A quel punto gli accordi di Misk, in teoria e sulla carta, stabiliscono che l’Ucraina dovrà riprendere il controllo militare e politico dei suoi confini con la Russia. Ma a confinare con la Russia non sarà un paese in odore di entrare nella Nato, bensì una regione autonoma, il Donbass, con uno status di «paese non allineato». È questa la «pillola amara» recapitata a Poroshenko, a Minsk. Questa mossa d Putin – a sua volta – comporta alcune conseguenze: in primo luogo la possibilità che le regioni del Donbass possano tornare a fare parte del territorio ucraino, ma con uno statuto speciale, il che creerebbe quanto vuole la Russia, vale a dire una zona cuscinetto tra i confini russi e l’esercito ucraino (che in futuro potrebbe essere affiliato alla Nato).

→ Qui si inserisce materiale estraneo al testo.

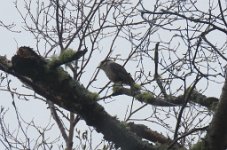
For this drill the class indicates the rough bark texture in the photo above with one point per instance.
(57, 86)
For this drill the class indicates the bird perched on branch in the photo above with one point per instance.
(116, 73)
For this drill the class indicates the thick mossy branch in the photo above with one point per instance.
(57, 86)
(65, 57)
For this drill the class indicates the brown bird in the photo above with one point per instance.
(116, 73)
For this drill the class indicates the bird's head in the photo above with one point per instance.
(103, 64)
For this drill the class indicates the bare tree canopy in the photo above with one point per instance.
(165, 65)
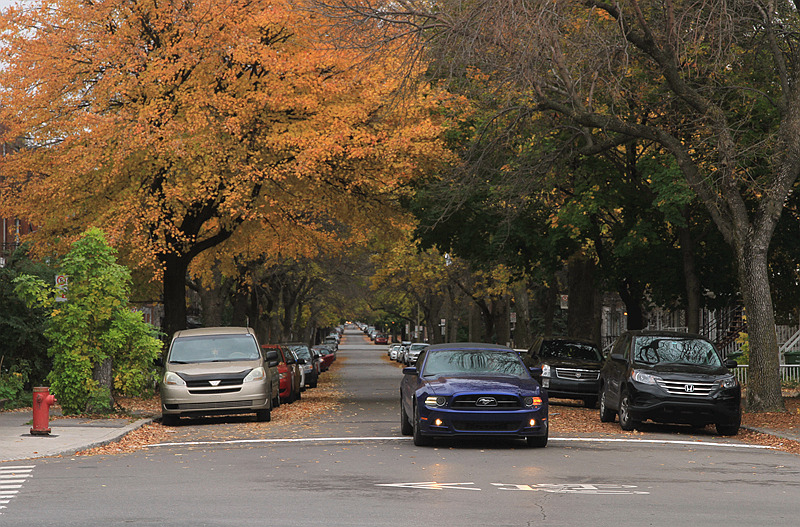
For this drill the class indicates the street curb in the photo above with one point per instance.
(122, 433)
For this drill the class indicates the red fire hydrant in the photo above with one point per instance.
(42, 401)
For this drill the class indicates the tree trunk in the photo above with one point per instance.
(175, 268)
(763, 375)
(691, 281)
(581, 312)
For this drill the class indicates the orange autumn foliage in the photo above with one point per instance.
(172, 125)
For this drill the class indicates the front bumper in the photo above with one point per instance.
(246, 398)
(514, 423)
(721, 407)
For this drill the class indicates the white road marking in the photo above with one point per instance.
(430, 485)
(405, 438)
(12, 477)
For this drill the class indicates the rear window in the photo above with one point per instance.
(672, 350)
(213, 348)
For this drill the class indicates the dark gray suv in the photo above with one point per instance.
(669, 377)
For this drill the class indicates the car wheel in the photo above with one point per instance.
(406, 428)
(727, 430)
(419, 438)
(625, 421)
(607, 415)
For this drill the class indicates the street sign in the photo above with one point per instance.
(61, 288)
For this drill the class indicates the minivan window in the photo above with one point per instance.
(217, 348)
(660, 350)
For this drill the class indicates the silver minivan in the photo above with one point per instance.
(213, 371)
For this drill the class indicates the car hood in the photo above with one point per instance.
(212, 368)
(450, 385)
(569, 363)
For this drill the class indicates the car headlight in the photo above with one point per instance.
(644, 378)
(532, 402)
(173, 379)
(256, 374)
(435, 401)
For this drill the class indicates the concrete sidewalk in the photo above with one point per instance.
(67, 436)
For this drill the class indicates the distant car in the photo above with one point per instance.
(467, 389)
(570, 367)
(289, 372)
(413, 351)
(218, 370)
(394, 349)
(327, 356)
(311, 365)
(669, 377)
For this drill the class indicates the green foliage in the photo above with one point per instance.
(12, 386)
(93, 325)
(24, 347)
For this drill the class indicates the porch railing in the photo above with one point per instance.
(789, 373)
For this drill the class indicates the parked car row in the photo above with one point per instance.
(467, 389)
(406, 352)
(224, 370)
(663, 376)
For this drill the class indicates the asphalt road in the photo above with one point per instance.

In secondo luogo questa scelta – secondo alcuni osservatori – è quanto voleva proprio il presidente russo Putin. Un’autonomia speciale per la regione, che tenga a distanza la Nato e non faccia ricadere sulla Federazione russa il peso economico del suo sostentamento. Con la Crimea, già portata a casa, senza sparare un colpo.